Vulnerability in Patients with Pre-existing Liver Conditions

Individuals with compromised liver function face a significantly higher risk for severe illness and mortality if they contract COVID-19. Patients with Chronic Liver Disease (CLD) have a two to three times greater chance of developing severe COVID-19 and a higher risk of death. The severity of the underlying liver condition is the most important predictor of a poor outcome.

Cirrhosis

Patients with cirrhosis, or advanced scarring of the liver, are particularly vulnerable to life-threatening complications. SARS-CoV-2 infection can trigger hepatic decompensation, a sudden worsening of liver function. This may progress to Acute-on-Chronic Liver Failure (ACLF), a condition with high mortality. The risk of death is directly correlated with the severity of the cirrhosis, often measured by scoring systems like the MELD score.

Fatty Liver Disease

Non-Alcoholic Fatty Liver Disease (NAFLD), also known as Metabolic-Associated Steatotic Liver Disease (MASLD), also heightens the risk for severe COVID-19. This is due to the chronic low-grade inflammation already present in the fatty liver tissue. When the systemic inflammation of COVID-19 occurs, the underlying liver inflammation is exacerbated, intensifying the “cytokine storm” and contributing to a worse prognosis.

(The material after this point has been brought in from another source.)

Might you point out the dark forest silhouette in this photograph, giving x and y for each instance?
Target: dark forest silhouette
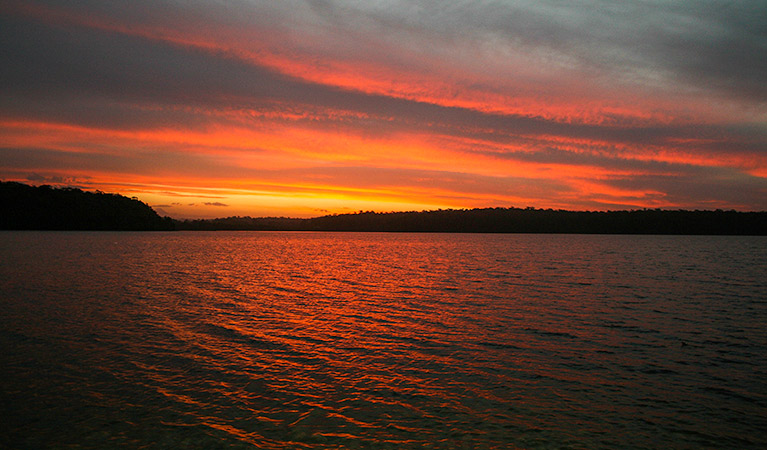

Drug Interactions and Treatment-Related Liver Injury

The management of COVID-19 often requires multiple medications, creating a risk of Drug-Induced Liver Injury (DILI). The liver is the body’s primary metabolic hub, and many antiviral and anti-inflammatory drugs used to treat moderate to severe COVID-19 are processed there. Antiviral agents like remdesivir, lopinavir/ritonavir, and favipiravir are known to cause transient elevations in liver enzymes.

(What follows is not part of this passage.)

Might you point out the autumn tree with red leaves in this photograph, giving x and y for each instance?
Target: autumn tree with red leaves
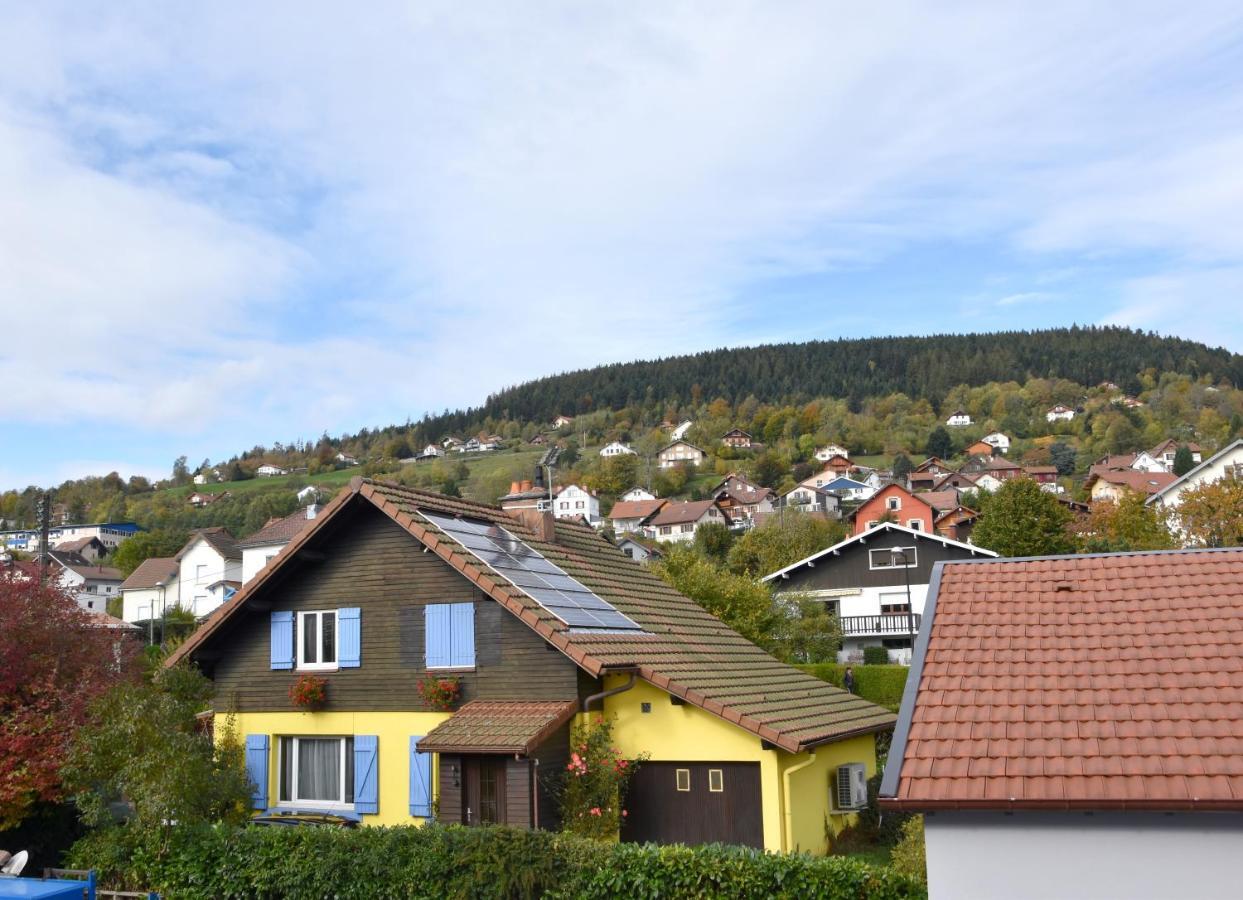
(55, 660)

Remdesivir, for instance, can cause mild to moderate, temporary elevations in ALT and AST levels. Immunosuppressive agents used to quell the cytokine storm, such as tocilizumab, are also associated with liver enzyme increases. Even common medications used for symptom relief, such as high doses of acetaminophen, can become hepatotoxic, especially in patients with pre-existing liver conditions.

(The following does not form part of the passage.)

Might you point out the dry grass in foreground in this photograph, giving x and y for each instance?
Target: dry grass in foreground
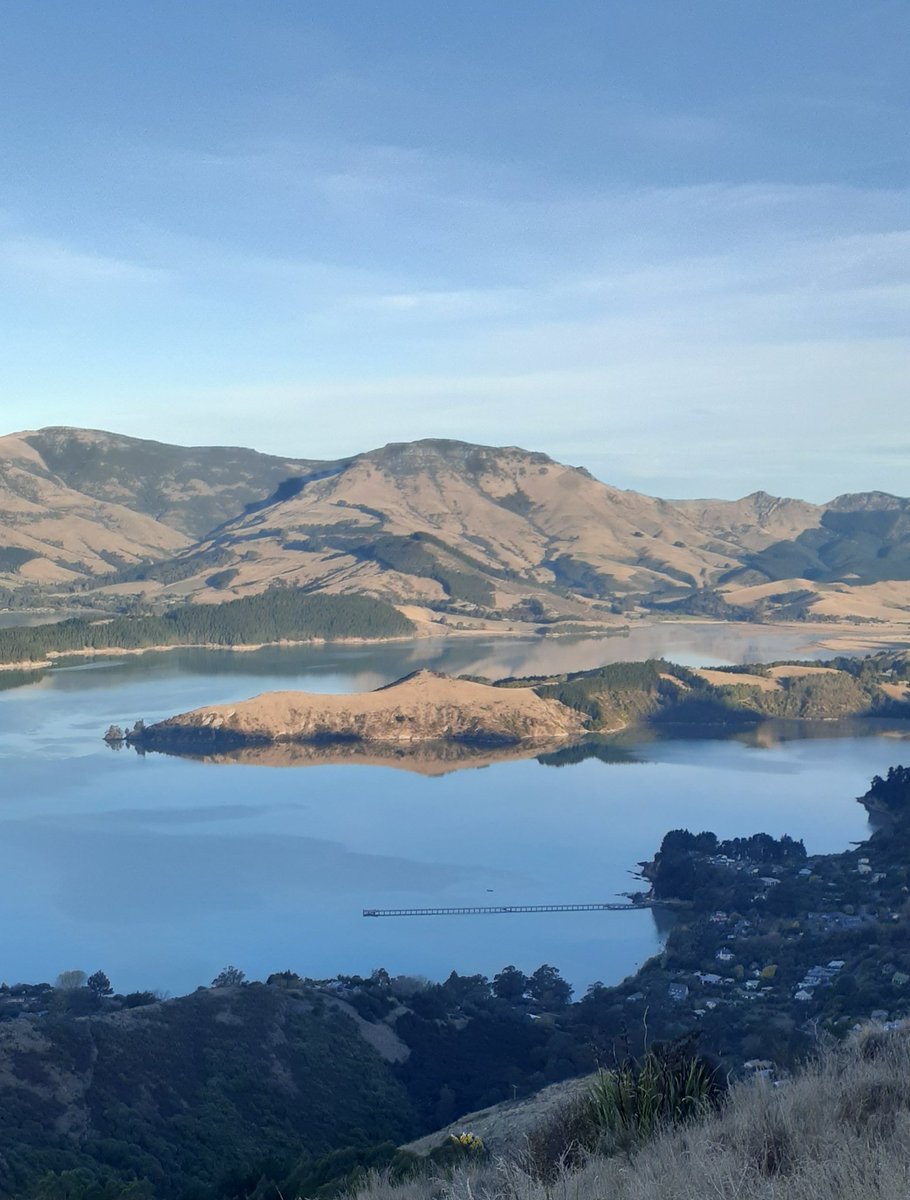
(839, 1131)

A persistent challenge for clinicians is determining the exact cause of elevated liver enzymes in a hospitalized patient. It is often unclear whether the injury is due to the direct effects of the virus, widespread inflammation and hypoxia, or the toxicity of the administered drugs. The cumulative prevalence of acute liver injury in treated patients has been reported to be around 23.7%. Due to this uncertainty, close monitoring of liver function tests is a standard component of care for individuals undergoing COVID-19 treatment.